Shown is a comparison with `--no-half` enabled.
![](https://cdn.discordapp.com/attachments/973151736946622467/1060445743707603035/comparison.png)
But which is FP16 and which is FP32?

### EMA
EMA data is stored to enable finetuning to stop and start as needed without losing momentum. Upload the original checkpoint output by the trainer if you want people to effectively use the EMA data.

After merging, the EMA no longer accurately reflects the UNET and will be a detriment to training.

The EMA data is itself an independant and functional UNET. You can export the `UNET-v1-EMA` component to extract the EMA unet, then replace the regular UNET with it. For example the EMA UNET vs normal UNET in AnythingV3.
![](https://cdn.discordapp.com/attachments/973151736946622467/1060767681692827718/ema.png)

### CLIP
During merging a CLIP key called `embeddings.position_ids` is sometimes broken. This is an int64 tensor that has the values from 0 to 76, merging will convert these to float and introduce errors. For example in AnythingV3 the value `76` has become `75.9975`, which is cast back to int64 when loaded by the webui, resulting in `75`. The option `Fix broken CLIP position IDs` (in settings) will fix this tensor, which changes the model output slightly (perhaps for the worse). Fixed vs Broken.
![](https://cdn.discordapp.com/attachments/973151736946622467/1060777823624765470/clip_fix.png)

### VAE
The UNET somehow takes to merging quite well, but thats not the case for the VAE. Any merge between different VAE's will result in something broken.
This is why the VAE in the AnythingV3 checkpoint produces horrible outputs, and why people have resorted to distributing and loading the VAE seperatly. 

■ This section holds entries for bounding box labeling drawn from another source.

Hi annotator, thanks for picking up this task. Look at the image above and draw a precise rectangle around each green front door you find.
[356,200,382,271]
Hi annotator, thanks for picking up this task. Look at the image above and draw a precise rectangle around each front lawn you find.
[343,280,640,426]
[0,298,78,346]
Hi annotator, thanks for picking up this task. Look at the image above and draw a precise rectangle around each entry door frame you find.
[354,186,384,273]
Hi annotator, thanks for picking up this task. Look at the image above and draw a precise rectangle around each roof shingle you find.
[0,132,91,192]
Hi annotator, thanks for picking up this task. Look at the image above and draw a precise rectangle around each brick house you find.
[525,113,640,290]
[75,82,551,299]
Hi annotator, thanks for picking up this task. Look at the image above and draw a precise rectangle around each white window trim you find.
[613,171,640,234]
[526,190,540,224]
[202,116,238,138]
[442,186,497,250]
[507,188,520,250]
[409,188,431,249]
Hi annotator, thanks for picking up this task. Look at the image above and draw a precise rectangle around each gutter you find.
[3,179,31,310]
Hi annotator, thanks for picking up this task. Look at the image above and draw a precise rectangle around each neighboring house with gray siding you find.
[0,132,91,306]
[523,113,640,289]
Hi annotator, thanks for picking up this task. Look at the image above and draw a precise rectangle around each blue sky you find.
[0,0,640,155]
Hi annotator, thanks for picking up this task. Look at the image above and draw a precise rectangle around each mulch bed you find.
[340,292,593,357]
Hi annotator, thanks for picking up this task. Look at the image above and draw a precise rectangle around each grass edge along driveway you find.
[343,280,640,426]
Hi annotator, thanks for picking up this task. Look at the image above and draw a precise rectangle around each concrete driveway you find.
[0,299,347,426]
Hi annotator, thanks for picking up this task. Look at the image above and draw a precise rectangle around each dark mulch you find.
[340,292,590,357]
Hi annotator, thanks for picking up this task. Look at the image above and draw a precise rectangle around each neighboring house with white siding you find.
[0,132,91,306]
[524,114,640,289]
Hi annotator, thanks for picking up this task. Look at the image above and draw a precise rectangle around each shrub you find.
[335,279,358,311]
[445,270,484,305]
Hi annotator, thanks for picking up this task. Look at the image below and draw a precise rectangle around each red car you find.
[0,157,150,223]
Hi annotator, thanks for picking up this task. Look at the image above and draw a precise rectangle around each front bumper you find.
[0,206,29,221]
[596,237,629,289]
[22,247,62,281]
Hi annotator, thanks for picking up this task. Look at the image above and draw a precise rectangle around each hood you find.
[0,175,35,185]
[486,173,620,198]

But replacing the VAE is not a perfect solution. UNETs operate inside the latent space produced by the VAE. We dont know the effect merging has on the latent space the UNET is expecting, theres no reason it would interpolate with the weights. Luckily VAEs produce very similar latent spaces (by design), so in practice using one of the original VAEs will do a decent job.

The effect of merging on CLIP is currently unknown to me, but evidentily its not so devistating.